Although there could be asynchrony of telomere length among different tissues, peripheral leukocyte DNA has been most commonly used in clinical studies to measure leukocyte telomere length (LTL). Traditional risk factors for cardiovascular diseases (CVD), such as smoking, diabetes mellitus, dyslipidemia, hypertension, obesity, and shift work, have been associated with short LTL. In the prospective WOSCOPS (West of Scotland Primary Prevention Study) trial, subjects in the lowest tertile of LTL had a 44% increased risk of 5-year major cardiovascular events compared with subjects in the highest tertile of LTL. In a prospective WHI (Women's Health Initiative) study, hen patients developed chronic heart failure, they were also observed to have shorter LTL. Moreover, short LTL was also associated with congestive heart failure severity and clinical outcome.
Robust epidemiological and genetic evidence linking telomere length and CVD risk support the therapeutic hypothesis that genetic manipulations of the telomere system can be a potential treatment target for CVDs. Telomerase gene therapy was first achieved by delivering mouse TERT with an adeno-associated virus (AAV) into young and old mice. This nonintegrative gene therapy resulted in elongated telomeres, extended lifespans, and delayed age-associated pathologies. Importantly, telomerase-treated mice did not develop cancer at a higher rate than the corresponding control group. With the nonintegrative and replication incompetent properties of AAVs, this strategy restricted TERT expression to a few cell divisions and provided a relatively genome-safe TERT activation.

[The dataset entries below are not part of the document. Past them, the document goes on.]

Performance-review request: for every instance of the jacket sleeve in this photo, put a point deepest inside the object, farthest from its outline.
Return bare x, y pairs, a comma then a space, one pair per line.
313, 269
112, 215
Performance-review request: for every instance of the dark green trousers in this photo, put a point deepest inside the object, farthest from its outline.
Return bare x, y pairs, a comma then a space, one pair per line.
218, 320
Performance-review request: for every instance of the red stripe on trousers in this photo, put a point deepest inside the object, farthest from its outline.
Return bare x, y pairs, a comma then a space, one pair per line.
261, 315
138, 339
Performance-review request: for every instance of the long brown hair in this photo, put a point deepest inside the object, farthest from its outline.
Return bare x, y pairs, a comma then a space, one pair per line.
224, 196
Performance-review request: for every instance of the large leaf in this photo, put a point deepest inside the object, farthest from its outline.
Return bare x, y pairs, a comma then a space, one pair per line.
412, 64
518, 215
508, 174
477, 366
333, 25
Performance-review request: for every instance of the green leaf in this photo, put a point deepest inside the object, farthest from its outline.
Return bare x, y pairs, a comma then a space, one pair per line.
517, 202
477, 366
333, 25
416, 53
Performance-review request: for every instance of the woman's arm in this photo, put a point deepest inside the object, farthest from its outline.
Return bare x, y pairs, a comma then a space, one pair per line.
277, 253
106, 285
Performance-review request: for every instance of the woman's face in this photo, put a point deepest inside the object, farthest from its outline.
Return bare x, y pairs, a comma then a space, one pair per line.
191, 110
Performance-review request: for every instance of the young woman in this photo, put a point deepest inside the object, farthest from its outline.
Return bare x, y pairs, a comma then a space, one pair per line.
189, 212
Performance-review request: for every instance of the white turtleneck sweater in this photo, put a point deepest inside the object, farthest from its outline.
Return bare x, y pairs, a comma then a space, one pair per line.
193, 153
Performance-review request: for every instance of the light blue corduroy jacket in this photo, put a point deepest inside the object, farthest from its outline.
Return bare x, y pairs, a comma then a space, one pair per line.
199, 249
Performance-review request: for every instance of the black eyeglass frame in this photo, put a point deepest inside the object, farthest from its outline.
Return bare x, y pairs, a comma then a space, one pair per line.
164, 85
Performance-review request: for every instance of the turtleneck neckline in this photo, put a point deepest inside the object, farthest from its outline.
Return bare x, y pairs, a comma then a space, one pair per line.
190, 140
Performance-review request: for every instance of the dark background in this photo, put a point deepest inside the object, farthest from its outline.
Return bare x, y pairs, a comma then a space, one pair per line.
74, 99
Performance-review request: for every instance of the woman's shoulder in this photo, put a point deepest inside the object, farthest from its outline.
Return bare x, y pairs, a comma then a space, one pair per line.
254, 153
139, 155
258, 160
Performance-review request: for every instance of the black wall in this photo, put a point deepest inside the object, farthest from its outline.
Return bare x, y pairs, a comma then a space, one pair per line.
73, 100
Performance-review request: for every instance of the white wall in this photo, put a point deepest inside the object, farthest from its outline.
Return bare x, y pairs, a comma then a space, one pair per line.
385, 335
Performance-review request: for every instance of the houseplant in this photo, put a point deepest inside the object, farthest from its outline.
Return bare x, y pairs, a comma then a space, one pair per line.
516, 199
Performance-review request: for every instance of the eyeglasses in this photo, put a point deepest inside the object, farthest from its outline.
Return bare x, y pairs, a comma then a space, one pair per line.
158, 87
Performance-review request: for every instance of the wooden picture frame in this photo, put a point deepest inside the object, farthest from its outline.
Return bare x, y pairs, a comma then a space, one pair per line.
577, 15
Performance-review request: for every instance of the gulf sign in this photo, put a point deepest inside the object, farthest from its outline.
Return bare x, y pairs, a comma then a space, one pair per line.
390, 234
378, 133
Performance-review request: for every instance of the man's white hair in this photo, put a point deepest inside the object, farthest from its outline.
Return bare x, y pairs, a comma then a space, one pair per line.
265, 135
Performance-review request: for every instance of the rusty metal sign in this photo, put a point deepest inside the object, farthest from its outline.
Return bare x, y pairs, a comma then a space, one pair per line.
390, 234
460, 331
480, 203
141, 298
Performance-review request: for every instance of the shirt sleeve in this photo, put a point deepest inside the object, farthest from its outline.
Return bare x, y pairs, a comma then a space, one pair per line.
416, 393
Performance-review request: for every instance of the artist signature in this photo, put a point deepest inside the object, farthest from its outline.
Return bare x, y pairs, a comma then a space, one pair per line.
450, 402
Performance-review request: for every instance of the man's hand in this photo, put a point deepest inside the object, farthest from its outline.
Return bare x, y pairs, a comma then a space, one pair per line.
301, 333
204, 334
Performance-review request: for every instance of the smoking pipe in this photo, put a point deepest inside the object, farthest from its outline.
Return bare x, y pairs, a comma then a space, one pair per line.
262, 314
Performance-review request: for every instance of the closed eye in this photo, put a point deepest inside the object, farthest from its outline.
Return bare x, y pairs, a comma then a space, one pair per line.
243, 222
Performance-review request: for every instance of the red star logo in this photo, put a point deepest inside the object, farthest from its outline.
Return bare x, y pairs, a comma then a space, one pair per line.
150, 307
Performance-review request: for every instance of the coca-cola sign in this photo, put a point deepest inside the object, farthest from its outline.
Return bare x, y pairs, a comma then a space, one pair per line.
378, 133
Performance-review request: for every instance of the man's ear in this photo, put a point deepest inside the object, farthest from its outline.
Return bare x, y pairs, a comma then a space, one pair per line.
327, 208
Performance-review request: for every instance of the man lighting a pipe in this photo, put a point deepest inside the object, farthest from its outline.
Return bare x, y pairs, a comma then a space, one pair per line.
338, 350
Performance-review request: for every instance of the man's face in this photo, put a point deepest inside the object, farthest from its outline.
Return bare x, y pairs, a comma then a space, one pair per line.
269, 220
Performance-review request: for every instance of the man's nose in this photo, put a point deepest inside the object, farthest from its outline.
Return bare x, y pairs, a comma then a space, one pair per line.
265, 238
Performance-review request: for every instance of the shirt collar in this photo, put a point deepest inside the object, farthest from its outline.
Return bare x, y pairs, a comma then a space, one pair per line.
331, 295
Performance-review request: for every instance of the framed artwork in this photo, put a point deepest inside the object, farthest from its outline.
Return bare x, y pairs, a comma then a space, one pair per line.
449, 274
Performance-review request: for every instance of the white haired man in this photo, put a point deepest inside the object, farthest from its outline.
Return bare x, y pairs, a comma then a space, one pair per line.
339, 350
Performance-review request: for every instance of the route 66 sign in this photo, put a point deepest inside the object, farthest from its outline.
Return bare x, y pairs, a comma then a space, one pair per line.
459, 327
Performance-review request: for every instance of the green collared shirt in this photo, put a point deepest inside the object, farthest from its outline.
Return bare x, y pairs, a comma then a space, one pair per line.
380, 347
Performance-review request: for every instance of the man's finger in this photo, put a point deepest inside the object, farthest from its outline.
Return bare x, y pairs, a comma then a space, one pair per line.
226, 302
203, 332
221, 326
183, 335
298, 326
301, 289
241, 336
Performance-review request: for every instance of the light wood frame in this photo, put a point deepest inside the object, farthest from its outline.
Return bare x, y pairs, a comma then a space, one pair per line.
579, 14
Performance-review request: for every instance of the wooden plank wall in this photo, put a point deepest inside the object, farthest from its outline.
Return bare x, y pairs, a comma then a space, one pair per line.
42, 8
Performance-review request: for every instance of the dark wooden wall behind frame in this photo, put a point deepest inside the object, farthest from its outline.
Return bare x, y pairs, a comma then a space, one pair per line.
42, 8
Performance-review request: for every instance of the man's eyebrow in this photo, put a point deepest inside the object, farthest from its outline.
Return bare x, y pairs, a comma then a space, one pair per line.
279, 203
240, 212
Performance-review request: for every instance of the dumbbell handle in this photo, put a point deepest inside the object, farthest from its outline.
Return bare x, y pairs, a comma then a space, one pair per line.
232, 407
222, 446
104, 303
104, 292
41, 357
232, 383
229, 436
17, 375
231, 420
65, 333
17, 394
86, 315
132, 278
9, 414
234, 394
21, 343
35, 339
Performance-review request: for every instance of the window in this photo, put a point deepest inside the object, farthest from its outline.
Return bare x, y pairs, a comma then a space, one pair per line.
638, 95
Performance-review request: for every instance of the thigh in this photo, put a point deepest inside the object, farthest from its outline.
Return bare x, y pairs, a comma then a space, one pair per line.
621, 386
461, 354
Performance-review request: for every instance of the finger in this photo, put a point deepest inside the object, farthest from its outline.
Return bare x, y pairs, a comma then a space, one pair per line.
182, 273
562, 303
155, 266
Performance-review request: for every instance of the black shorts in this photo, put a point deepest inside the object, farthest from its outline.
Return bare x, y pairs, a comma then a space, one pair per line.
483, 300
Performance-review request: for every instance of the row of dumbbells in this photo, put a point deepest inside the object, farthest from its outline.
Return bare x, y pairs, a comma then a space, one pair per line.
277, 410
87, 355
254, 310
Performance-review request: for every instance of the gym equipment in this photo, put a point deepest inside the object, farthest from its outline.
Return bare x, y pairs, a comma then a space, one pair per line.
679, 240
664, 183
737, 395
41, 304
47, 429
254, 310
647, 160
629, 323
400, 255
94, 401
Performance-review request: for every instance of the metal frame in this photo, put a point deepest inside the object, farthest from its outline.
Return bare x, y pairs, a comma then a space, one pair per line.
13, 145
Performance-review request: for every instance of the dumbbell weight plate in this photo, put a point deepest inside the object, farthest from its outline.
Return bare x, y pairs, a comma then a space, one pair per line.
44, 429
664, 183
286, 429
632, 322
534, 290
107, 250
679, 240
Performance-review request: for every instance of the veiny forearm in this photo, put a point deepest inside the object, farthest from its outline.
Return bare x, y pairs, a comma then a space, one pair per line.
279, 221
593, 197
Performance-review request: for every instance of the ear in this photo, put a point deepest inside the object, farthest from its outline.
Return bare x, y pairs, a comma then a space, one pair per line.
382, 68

A report for age-associated diseases, such as CVDs, demonstrated improved ventricular function and limited infarct scars after acute myocardial infarction with TERT gene therapy in a preclinical mouse model. TERT gene therapy is a promising candidate that deserves further research efforts for clinical implementation for the treatment of age-associated diseases. Apart from direct TERT delivery by nonintegrative AAV vectors, new gene therapy methods using modified mRNA for in vitro encoding of TERT in human fibroblasts can transiently increase telomerase activity, rapidly extend telomeres, and increase proliferative capacity without the risks of insertional mutagenesis and off-target effects. In addition to proof-of-concept experimental data in mice, the development of safe strategies for transient and controllable telomerase activation in humans can be a subject of future studies.